Un traitement ciblé de la douleur est toujours indiqué lorsque les douleurs persistent depuis plus de 6 mois. En moyenne, cependant, il faut compter 8 ans avant que les patients souffrant de douleurs ne se tournent vers un traitement professionnel dans un centre spécialisé.
Qu'est-ce que la douleur ? Causes, diagnostic et pathologies douloureuses
La douleur est un mécanisme de protection naturel de l'organisme qui survient généralement à la suite
- une blessure,
- une inflammation ou
- une sollicitation excessive
. On distingue la douleur aiguë de la douleur chronique.
Douleur aiguë
La douleur aiguë survient lorsqu’un certain seuil est dépassé en raison d’une lésion tissulaire. Elle peut être provoquée par
- mécaniques,
- chimiques,
- thermiques ou
- électriques
. Certains récepteurs nerveux (nocicepteurs) transmettent le stimulus à la moelle épinière. La vitesse de transmission dépend de l'épaisseur des voies nerveuses utilisées.

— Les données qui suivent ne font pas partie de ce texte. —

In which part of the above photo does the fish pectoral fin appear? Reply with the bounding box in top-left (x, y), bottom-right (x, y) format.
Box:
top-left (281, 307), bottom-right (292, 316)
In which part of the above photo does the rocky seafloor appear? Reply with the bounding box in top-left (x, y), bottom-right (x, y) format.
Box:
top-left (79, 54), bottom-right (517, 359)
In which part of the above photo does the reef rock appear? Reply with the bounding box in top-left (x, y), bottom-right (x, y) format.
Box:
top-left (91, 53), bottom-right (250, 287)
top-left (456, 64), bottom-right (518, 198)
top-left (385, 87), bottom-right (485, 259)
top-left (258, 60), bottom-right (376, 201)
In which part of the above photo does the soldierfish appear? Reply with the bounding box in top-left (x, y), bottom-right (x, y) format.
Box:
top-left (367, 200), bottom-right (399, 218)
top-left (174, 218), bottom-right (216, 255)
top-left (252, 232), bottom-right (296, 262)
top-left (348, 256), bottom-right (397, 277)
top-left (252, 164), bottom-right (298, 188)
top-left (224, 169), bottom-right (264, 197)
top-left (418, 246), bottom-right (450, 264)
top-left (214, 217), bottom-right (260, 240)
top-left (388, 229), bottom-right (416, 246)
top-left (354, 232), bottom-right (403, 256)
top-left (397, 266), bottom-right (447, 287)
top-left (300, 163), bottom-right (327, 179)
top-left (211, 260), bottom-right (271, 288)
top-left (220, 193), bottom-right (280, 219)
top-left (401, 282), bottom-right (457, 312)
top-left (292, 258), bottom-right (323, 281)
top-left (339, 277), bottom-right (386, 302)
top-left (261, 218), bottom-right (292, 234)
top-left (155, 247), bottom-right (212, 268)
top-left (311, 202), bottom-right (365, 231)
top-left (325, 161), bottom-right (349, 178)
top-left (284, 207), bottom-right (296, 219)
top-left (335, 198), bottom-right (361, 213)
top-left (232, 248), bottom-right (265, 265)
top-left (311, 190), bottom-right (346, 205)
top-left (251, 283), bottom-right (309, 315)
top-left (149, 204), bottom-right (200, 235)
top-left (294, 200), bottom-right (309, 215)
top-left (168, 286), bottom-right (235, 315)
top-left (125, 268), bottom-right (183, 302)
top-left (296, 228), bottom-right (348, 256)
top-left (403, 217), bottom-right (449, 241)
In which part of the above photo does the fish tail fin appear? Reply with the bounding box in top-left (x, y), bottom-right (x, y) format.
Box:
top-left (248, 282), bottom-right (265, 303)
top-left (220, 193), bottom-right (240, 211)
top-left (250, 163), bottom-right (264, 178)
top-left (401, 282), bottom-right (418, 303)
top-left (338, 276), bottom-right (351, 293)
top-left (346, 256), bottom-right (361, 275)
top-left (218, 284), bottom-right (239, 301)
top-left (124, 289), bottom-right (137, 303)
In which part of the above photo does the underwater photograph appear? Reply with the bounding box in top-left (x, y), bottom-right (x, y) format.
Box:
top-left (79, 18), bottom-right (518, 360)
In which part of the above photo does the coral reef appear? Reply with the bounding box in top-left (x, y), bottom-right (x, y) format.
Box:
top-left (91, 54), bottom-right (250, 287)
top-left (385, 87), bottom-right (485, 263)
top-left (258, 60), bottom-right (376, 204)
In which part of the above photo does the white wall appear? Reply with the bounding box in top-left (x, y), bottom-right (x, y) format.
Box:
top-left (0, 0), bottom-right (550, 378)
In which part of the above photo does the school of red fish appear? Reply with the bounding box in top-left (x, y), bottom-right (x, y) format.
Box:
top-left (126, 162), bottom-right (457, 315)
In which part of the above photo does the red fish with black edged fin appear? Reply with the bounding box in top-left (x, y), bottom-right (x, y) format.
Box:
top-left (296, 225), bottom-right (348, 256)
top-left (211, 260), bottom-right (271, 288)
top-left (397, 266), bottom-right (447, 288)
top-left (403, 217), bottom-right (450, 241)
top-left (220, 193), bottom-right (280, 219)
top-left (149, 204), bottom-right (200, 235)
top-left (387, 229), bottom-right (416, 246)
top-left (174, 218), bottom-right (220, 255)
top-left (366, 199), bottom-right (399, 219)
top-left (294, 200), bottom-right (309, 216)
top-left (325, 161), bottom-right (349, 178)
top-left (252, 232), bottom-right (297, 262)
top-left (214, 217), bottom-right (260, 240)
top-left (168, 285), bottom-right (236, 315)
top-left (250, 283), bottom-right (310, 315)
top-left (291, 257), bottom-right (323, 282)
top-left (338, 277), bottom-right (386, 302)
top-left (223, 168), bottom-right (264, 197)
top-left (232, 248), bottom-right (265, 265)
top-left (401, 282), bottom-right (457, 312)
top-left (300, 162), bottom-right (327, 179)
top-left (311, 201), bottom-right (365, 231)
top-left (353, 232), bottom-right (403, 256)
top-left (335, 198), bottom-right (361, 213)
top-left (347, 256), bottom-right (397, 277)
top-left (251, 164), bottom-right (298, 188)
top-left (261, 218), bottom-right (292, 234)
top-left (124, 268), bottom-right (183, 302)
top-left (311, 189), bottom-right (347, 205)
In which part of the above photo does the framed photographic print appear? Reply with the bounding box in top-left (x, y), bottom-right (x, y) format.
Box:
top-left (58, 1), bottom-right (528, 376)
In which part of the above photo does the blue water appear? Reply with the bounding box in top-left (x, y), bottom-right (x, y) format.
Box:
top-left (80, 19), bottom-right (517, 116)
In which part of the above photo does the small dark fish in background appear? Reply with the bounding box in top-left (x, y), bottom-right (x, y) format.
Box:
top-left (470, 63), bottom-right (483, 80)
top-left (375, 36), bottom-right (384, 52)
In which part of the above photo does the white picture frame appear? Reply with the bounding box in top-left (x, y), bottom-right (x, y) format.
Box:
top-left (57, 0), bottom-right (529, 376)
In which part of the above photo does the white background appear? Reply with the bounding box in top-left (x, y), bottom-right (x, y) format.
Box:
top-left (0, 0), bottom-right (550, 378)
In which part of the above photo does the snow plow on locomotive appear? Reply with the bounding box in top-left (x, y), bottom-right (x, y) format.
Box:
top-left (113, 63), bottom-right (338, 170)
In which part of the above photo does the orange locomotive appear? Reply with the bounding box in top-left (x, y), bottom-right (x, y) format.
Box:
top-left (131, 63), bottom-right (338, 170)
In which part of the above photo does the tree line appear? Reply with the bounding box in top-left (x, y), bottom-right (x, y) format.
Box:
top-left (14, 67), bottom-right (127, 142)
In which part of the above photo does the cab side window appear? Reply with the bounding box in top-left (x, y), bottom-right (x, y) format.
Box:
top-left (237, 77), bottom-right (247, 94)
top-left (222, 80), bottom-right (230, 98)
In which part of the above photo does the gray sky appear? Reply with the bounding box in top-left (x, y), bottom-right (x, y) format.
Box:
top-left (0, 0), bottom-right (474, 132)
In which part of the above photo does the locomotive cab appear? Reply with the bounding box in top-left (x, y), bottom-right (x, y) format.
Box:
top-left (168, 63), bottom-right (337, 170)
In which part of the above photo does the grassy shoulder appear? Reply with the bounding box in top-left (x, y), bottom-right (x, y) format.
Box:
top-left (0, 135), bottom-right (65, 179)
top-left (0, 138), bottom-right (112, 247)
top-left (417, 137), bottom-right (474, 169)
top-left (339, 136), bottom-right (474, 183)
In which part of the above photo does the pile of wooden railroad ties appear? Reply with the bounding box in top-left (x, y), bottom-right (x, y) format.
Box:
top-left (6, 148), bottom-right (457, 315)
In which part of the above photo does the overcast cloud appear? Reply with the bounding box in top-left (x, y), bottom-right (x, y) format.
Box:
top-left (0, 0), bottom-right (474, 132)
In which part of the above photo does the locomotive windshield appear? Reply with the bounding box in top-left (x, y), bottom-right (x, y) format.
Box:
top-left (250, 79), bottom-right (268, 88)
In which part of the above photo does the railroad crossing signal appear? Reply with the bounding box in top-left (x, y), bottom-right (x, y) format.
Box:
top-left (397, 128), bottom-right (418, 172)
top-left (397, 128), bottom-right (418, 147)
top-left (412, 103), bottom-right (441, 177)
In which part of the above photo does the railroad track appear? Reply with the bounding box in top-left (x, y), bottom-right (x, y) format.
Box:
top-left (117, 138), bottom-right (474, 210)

On distingue ainsi deux types de transmission de la douleur de la source de la douleur à la moelle épinière :
- voies C fines : 1,5 mètre par seconde
- voies A plus rapides : 15 mètres par seconde
Ces dernières déclenchent une réaction réflexe, comme le retrait d’une partie du corps de la source de danger.
La moelle épinière transmet l'impulsion douloureuse au cerveau. Le cerveau évalue alors en un clin d'œil où et avec quelle intensité la douleur se manifeste et met en place, le cas échéant, des contre-mesures physiques. Grâce à la libération d'endorphines, il peut par exemple inhiber dans un premier temps la perception de la douleur.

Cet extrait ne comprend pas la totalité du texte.